Figure 1. Three-Dimensional Solution Structure of the AIRE-PHD1/H3K4me0 Peptide Complex.

(A) Schematic representation of the functional domains in the human AIRE protein. Grey boxes represent HSR (homogenously staining region), PHD (plant homeodomain), and SAND (Sp100, AIRE-1, NucP41/P75, and Drosophila DEAF-1). PHD and SAND domain boundaries are based on Pfam HMM (Bateman et al., 1999) and remaining segments are based on Meloni et al. (2008). AIRE-PHD1 studied here is shown in blue.

(B) Backbone atoms (N, Cα, and C′) of the 20 superposed NMR structures of the AIRE-PHD1 where protein and peptide are gray and yellow, respectively (left).

(C) Ribbon representation of the complex (middle) highlights the secondary structural elements (protein, blue; peptide, yellow). Pink spheres represent Zn atoms. Only a single representation of Zn atoms of the lowest energy structure is shown in the ensemble for clarity.

(D) Electrostatic potential (isocontour value of ±70 kT/e) surface representation of the AIRE-PHD1 bound to the H3K4me0 peptide (yellow).

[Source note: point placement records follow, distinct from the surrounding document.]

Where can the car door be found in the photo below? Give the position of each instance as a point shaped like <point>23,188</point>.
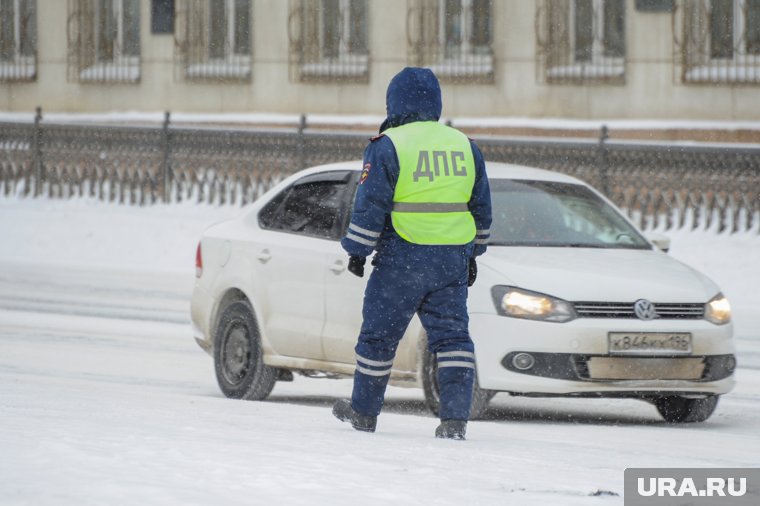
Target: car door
<point>299,228</point>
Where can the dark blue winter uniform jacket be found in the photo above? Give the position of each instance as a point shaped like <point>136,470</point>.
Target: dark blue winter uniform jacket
<point>409,279</point>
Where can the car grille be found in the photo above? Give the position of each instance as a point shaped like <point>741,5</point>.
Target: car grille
<point>686,311</point>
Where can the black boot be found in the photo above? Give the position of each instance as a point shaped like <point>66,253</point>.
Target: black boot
<point>345,413</point>
<point>451,429</point>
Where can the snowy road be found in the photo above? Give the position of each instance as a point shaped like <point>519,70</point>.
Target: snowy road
<point>106,399</point>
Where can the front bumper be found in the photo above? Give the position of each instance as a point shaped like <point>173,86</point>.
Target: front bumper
<point>572,359</point>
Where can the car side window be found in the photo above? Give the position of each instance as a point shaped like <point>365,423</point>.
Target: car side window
<point>313,206</point>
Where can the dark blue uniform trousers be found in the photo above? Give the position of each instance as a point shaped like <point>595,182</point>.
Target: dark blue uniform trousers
<point>430,281</point>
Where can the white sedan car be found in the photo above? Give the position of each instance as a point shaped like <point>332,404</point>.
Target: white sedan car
<point>570,300</point>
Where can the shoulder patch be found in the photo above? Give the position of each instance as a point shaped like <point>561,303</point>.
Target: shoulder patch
<point>365,173</point>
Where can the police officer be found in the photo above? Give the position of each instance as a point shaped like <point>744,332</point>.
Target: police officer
<point>424,205</point>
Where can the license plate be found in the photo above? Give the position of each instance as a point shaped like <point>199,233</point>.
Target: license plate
<point>649,343</point>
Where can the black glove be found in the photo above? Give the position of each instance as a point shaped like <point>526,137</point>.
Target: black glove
<point>472,272</point>
<point>356,266</point>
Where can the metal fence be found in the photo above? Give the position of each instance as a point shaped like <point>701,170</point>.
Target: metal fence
<point>659,186</point>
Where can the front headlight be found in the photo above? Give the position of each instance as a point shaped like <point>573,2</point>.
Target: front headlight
<point>718,310</point>
<point>519,303</point>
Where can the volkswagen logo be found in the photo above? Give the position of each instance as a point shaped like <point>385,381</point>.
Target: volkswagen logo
<point>644,310</point>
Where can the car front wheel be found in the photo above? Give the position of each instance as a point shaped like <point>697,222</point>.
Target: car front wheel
<point>480,397</point>
<point>679,409</point>
<point>238,359</point>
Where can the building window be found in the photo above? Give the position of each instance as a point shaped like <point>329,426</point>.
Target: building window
<point>719,41</point>
<point>104,41</point>
<point>452,37</point>
<point>582,41</point>
<point>162,16</point>
<point>18,40</point>
<point>329,40</point>
<point>214,39</point>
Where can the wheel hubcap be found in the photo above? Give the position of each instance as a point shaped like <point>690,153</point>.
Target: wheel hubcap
<point>236,354</point>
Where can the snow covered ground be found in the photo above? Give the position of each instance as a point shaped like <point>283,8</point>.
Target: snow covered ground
<point>106,399</point>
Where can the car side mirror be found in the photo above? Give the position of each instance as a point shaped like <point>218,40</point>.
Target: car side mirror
<point>662,242</point>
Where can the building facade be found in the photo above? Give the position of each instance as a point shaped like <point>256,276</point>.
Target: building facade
<point>576,59</point>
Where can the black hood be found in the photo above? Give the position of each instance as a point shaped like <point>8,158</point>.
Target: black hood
<point>414,94</point>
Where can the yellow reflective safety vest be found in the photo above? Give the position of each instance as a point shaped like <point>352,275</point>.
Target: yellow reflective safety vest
<point>436,176</point>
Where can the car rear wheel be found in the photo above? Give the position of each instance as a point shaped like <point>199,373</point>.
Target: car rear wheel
<point>679,409</point>
<point>238,359</point>
<point>480,397</point>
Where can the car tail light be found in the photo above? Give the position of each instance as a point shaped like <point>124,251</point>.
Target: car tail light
<point>198,261</point>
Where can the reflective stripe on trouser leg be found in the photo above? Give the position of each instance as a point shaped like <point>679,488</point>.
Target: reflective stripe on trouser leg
<point>389,305</point>
<point>456,376</point>
<point>444,316</point>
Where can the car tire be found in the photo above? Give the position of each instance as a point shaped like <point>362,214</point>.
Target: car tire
<point>480,397</point>
<point>679,409</point>
<point>238,359</point>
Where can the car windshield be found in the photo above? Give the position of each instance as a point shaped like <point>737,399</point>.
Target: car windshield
<point>554,214</point>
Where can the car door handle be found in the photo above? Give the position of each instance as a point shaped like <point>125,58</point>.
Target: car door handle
<point>338,266</point>
<point>264,256</point>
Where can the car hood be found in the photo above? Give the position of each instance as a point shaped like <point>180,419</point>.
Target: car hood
<point>585,274</point>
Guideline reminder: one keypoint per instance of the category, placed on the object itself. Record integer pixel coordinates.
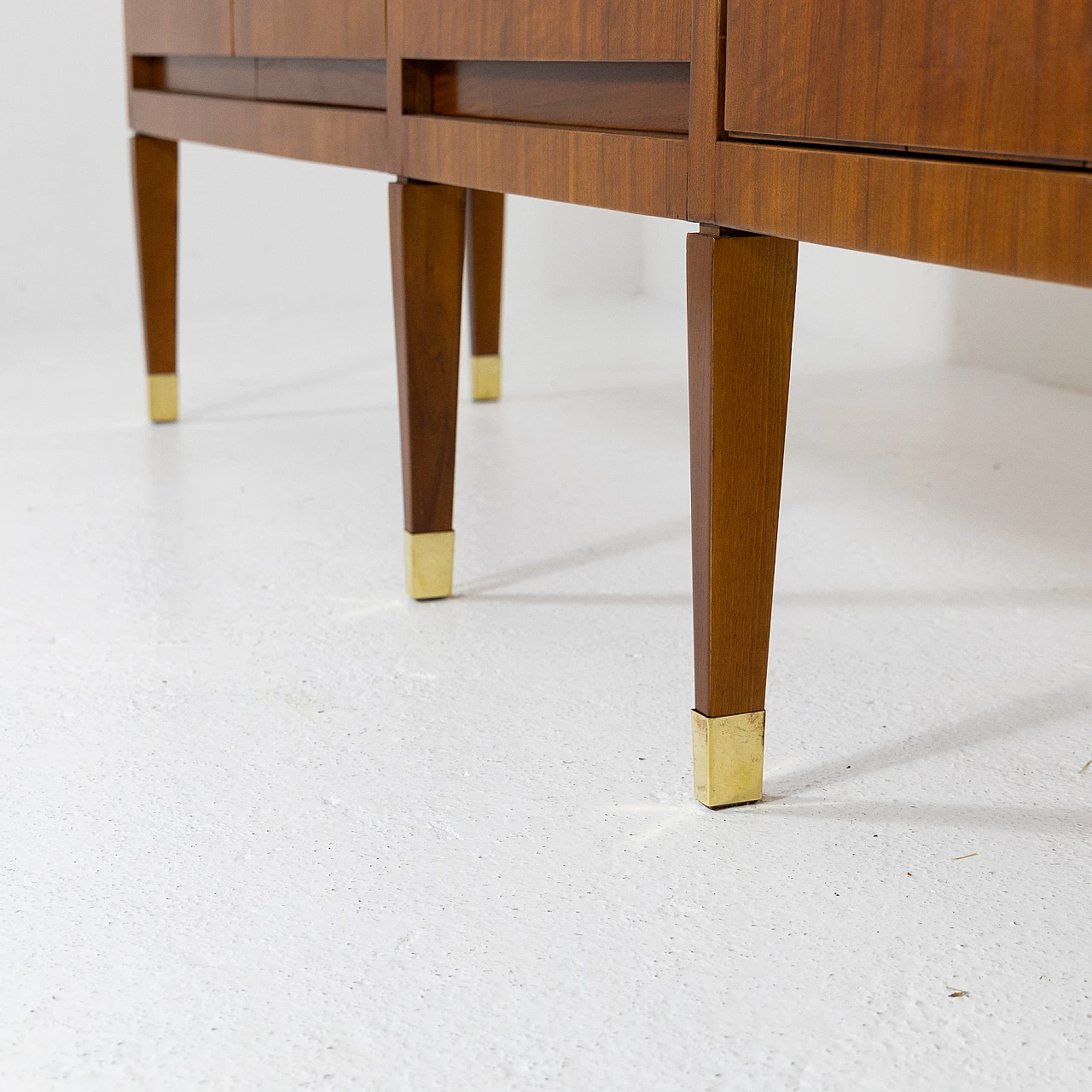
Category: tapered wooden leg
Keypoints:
(427, 246)
(155, 200)
(485, 261)
(741, 299)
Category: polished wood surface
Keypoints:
(631, 172)
(991, 77)
(311, 81)
(155, 202)
(321, 135)
(537, 31)
(741, 295)
(170, 26)
(638, 96)
(359, 83)
(428, 225)
(1021, 221)
(485, 269)
(955, 133)
(335, 28)
(706, 107)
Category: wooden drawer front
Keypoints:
(547, 30)
(1010, 78)
(335, 28)
(179, 26)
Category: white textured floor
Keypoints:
(266, 825)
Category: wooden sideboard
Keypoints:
(956, 133)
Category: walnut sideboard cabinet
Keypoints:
(950, 132)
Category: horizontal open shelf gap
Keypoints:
(915, 152)
(631, 96)
(359, 84)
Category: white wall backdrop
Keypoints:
(264, 235)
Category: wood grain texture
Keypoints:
(347, 137)
(1008, 77)
(547, 30)
(631, 172)
(168, 26)
(741, 295)
(485, 269)
(427, 250)
(356, 83)
(334, 28)
(155, 203)
(636, 96)
(706, 106)
(1021, 221)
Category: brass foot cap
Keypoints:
(728, 758)
(485, 373)
(430, 562)
(163, 398)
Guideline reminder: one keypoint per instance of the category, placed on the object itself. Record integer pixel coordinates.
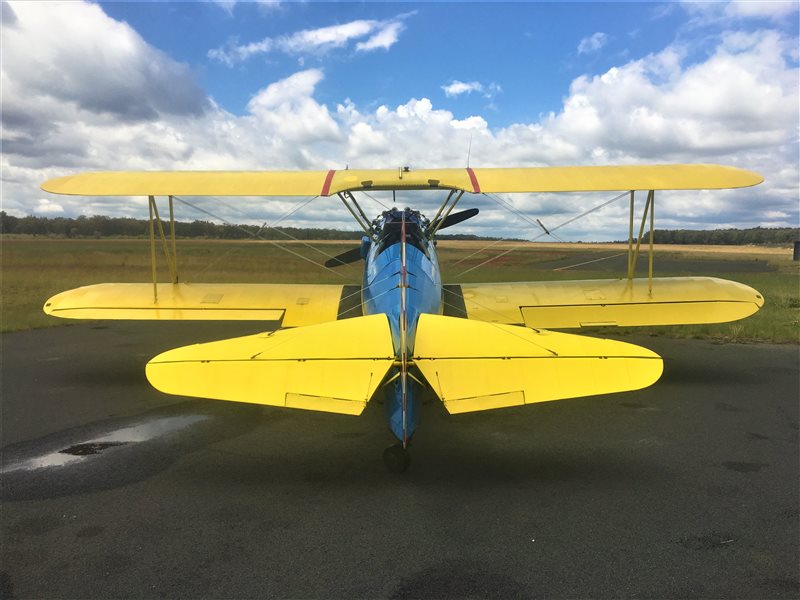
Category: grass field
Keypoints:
(35, 269)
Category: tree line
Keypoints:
(758, 236)
(125, 227)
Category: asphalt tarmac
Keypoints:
(688, 489)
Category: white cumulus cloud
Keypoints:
(380, 35)
(736, 106)
(456, 88)
(592, 43)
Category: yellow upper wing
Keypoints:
(325, 183)
(292, 304)
(568, 304)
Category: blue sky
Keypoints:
(530, 50)
(254, 85)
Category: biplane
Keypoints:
(403, 332)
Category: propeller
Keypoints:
(345, 258)
(453, 219)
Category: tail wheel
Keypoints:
(396, 458)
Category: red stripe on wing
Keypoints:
(326, 187)
(476, 187)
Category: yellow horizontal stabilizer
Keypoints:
(473, 365)
(295, 304)
(332, 367)
(325, 183)
(567, 304)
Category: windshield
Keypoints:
(390, 231)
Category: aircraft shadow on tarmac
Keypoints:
(279, 447)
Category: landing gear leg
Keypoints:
(396, 458)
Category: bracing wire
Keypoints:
(273, 242)
(564, 224)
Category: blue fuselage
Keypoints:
(382, 292)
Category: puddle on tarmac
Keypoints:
(84, 449)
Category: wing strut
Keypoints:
(403, 326)
(436, 222)
(633, 251)
(362, 219)
(170, 251)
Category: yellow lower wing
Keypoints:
(568, 304)
(332, 367)
(294, 304)
(478, 366)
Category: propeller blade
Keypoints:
(454, 218)
(345, 258)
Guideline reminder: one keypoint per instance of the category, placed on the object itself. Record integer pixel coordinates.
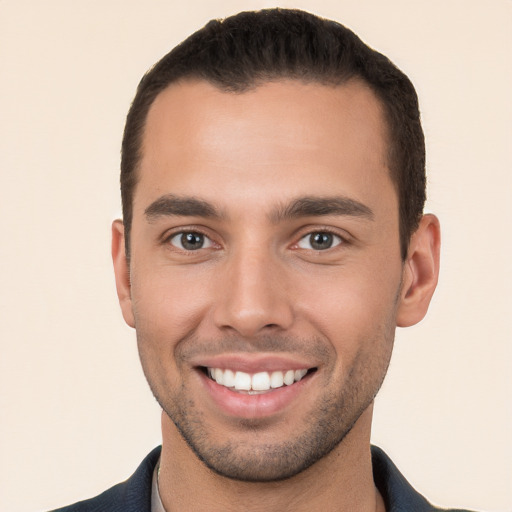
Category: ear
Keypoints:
(122, 272)
(420, 273)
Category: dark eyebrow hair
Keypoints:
(171, 204)
(318, 206)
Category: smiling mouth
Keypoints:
(256, 383)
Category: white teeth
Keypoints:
(242, 381)
(229, 379)
(261, 381)
(289, 377)
(276, 379)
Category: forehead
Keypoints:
(286, 135)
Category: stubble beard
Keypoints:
(327, 425)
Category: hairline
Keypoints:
(257, 82)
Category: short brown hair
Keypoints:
(250, 48)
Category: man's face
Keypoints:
(264, 254)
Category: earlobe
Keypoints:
(421, 271)
(122, 272)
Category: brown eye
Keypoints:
(190, 241)
(319, 241)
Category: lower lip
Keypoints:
(262, 405)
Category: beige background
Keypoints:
(75, 412)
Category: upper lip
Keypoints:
(253, 363)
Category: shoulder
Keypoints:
(132, 495)
(397, 492)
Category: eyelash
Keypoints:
(342, 240)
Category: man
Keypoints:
(272, 239)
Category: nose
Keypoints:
(252, 295)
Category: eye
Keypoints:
(190, 241)
(319, 241)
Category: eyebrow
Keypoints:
(319, 206)
(172, 205)
(308, 206)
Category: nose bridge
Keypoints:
(252, 295)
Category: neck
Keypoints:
(341, 481)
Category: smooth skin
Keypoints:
(265, 234)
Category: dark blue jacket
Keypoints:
(134, 495)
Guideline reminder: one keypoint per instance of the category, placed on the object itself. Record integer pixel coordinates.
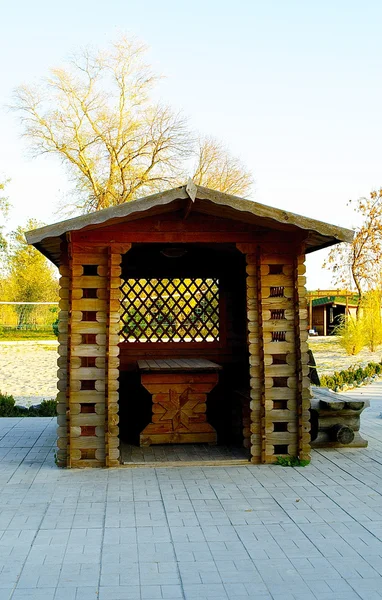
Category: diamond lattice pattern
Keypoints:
(170, 310)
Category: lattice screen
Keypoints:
(170, 310)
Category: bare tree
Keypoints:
(361, 261)
(97, 117)
(216, 168)
(4, 209)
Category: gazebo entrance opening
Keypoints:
(183, 351)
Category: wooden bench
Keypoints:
(179, 389)
(335, 419)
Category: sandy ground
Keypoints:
(28, 370)
(331, 357)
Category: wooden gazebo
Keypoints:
(183, 319)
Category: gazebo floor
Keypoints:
(167, 455)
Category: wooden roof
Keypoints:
(198, 199)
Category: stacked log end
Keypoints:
(62, 363)
(112, 356)
(301, 320)
(253, 419)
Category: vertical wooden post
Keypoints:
(63, 438)
(310, 312)
(302, 360)
(254, 340)
(113, 312)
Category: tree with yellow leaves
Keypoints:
(96, 115)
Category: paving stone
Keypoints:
(189, 532)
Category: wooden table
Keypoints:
(179, 389)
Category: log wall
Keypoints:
(277, 420)
(278, 359)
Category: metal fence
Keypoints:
(35, 316)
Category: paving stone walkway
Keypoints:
(216, 533)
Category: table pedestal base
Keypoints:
(179, 408)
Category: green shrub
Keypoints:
(55, 327)
(291, 461)
(7, 405)
(351, 375)
(352, 335)
(48, 408)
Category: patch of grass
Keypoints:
(14, 335)
(351, 376)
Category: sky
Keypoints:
(293, 87)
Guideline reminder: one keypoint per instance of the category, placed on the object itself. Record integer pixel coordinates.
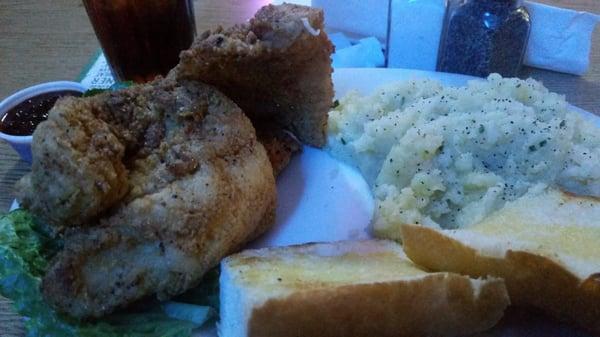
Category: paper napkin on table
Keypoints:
(560, 39)
(361, 17)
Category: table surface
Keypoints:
(52, 40)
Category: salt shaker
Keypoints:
(484, 36)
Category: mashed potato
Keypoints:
(448, 157)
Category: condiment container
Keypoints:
(484, 36)
(22, 143)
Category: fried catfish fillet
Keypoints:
(276, 67)
(156, 183)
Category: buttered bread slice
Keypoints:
(360, 288)
(545, 245)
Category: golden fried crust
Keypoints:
(273, 67)
(434, 305)
(531, 280)
(200, 186)
(280, 145)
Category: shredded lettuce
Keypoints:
(26, 248)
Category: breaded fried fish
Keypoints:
(154, 185)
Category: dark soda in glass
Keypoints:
(142, 38)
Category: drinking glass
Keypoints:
(142, 38)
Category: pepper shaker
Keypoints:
(481, 37)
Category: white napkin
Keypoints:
(367, 53)
(361, 17)
(560, 39)
(415, 30)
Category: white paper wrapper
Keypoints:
(361, 17)
(560, 39)
(415, 29)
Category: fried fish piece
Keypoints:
(158, 182)
(276, 67)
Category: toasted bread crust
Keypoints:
(440, 304)
(532, 280)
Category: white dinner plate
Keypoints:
(321, 199)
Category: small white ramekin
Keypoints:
(22, 144)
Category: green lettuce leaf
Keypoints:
(25, 250)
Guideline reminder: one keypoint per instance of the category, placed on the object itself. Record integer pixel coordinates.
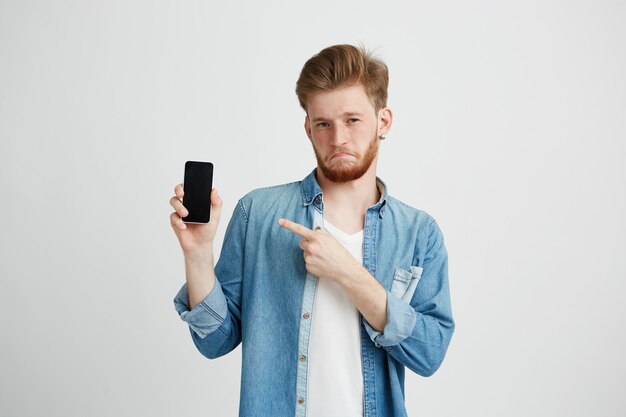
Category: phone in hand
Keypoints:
(197, 186)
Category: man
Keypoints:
(332, 285)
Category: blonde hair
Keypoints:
(340, 65)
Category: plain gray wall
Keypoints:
(510, 129)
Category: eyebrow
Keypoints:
(346, 114)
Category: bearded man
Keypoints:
(332, 286)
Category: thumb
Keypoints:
(216, 205)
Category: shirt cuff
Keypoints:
(401, 319)
(205, 317)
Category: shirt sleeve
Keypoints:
(419, 328)
(208, 315)
(215, 323)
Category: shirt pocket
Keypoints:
(405, 282)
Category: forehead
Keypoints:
(336, 102)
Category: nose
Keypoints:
(340, 135)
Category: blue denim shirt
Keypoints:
(264, 299)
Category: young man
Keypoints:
(332, 285)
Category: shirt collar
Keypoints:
(312, 193)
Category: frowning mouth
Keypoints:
(341, 155)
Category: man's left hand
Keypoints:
(324, 256)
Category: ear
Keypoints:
(307, 126)
(385, 117)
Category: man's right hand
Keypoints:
(194, 239)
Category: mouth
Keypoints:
(341, 155)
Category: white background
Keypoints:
(510, 129)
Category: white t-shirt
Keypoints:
(335, 377)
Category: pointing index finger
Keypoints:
(297, 228)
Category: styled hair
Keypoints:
(341, 65)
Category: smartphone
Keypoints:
(197, 186)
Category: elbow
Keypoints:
(433, 356)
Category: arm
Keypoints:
(215, 321)
(418, 331)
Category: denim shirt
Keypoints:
(264, 297)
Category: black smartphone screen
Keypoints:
(197, 186)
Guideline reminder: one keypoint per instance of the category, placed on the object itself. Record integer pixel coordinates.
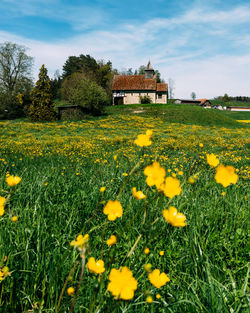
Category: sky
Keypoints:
(203, 46)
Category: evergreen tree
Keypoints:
(42, 108)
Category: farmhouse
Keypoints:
(200, 102)
(127, 89)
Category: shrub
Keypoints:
(78, 90)
(42, 107)
(145, 99)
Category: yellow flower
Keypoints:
(139, 195)
(225, 175)
(4, 272)
(111, 241)
(171, 187)
(174, 218)
(14, 218)
(149, 299)
(113, 209)
(2, 202)
(146, 250)
(155, 174)
(148, 267)
(191, 180)
(2, 211)
(80, 241)
(212, 160)
(144, 140)
(96, 267)
(158, 279)
(13, 180)
(122, 283)
(102, 189)
(70, 291)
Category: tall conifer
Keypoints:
(42, 108)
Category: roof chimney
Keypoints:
(149, 71)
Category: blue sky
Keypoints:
(204, 46)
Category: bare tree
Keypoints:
(171, 87)
(15, 67)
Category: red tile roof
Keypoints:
(133, 82)
(162, 87)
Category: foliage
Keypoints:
(193, 95)
(64, 165)
(78, 90)
(145, 99)
(42, 107)
(171, 88)
(97, 71)
(15, 70)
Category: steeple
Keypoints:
(149, 71)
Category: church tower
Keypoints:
(149, 71)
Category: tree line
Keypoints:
(84, 81)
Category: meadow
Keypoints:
(70, 170)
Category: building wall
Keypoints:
(133, 97)
(163, 99)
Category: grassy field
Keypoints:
(63, 165)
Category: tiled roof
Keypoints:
(162, 87)
(133, 82)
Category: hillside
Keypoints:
(186, 114)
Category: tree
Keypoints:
(79, 90)
(15, 78)
(171, 88)
(42, 107)
(193, 95)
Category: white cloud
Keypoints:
(161, 41)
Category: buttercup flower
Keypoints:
(2, 201)
(122, 283)
(158, 279)
(96, 267)
(80, 241)
(139, 195)
(174, 218)
(148, 267)
(212, 160)
(225, 175)
(149, 299)
(171, 187)
(70, 291)
(112, 240)
(113, 209)
(13, 180)
(146, 250)
(155, 174)
(4, 272)
(144, 140)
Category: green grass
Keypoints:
(207, 261)
(186, 114)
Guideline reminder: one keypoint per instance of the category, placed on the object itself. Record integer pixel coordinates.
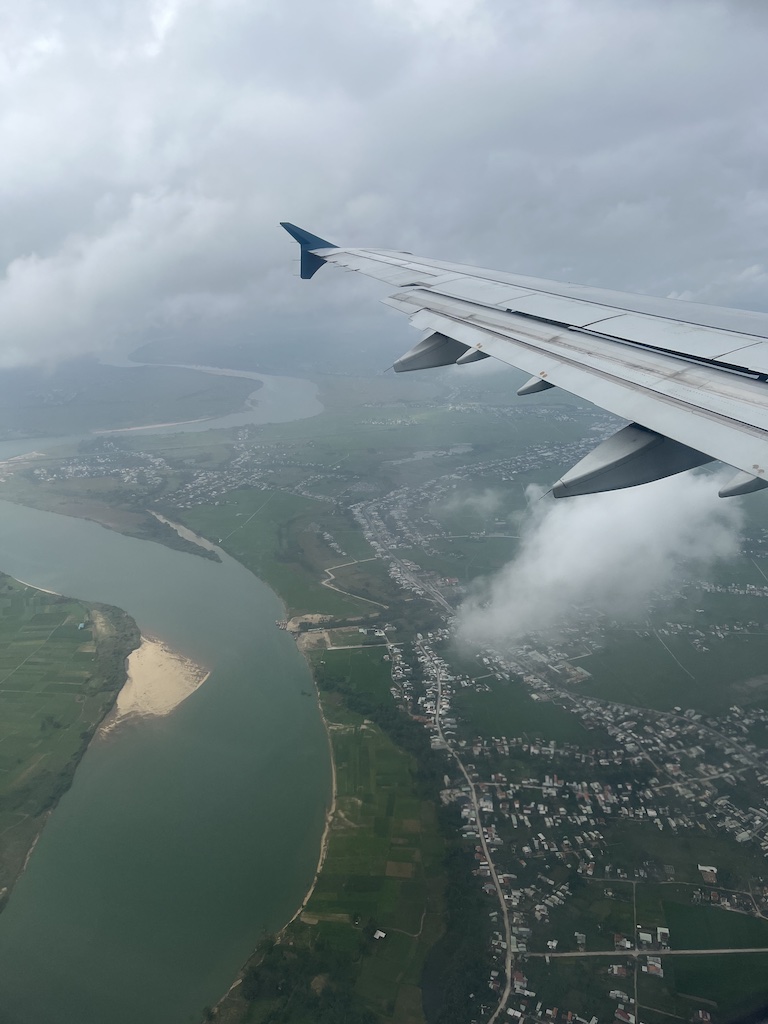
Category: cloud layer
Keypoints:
(151, 147)
(603, 552)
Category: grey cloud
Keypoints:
(151, 148)
(604, 552)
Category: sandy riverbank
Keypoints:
(330, 814)
(159, 679)
(184, 532)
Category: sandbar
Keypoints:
(159, 679)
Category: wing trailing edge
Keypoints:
(692, 380)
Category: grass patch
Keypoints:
(57, 681)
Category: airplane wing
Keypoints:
(691, 379)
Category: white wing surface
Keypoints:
(692, 380)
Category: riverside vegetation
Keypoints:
(61, 666)
(281, 501)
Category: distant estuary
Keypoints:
(185, 836)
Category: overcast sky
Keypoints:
(150, 148)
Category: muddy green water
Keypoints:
(182, 839)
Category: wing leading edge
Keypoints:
(692, 380)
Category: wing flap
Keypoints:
(694, 374)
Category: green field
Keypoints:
(56, 683)
(383, 870)
(267, 531)
(508, 710)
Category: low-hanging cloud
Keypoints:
(608, 552)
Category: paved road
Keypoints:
(656, 952)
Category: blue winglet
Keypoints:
(309, 262)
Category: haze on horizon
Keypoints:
(151, 150)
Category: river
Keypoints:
(181, 839)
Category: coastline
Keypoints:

(E) Backbone protein-peptide interactions with inset showing the H3A1 interacting neighborhood. The peptide and protein residues are color coded by atom type with carbon atoms in yellow and green, respectively. The orientation of the peptide is the same as that in (C).

(F) Key protein-peptide side-chain interactions with insets respectively highlighting R2, K4, and T3 neighborhood and their surface grooves. The nonpolar nonbonded interacting atoms are labeled with ↔. The peptide orientation in the stick representation is depicted as in the ribbon diagram on left.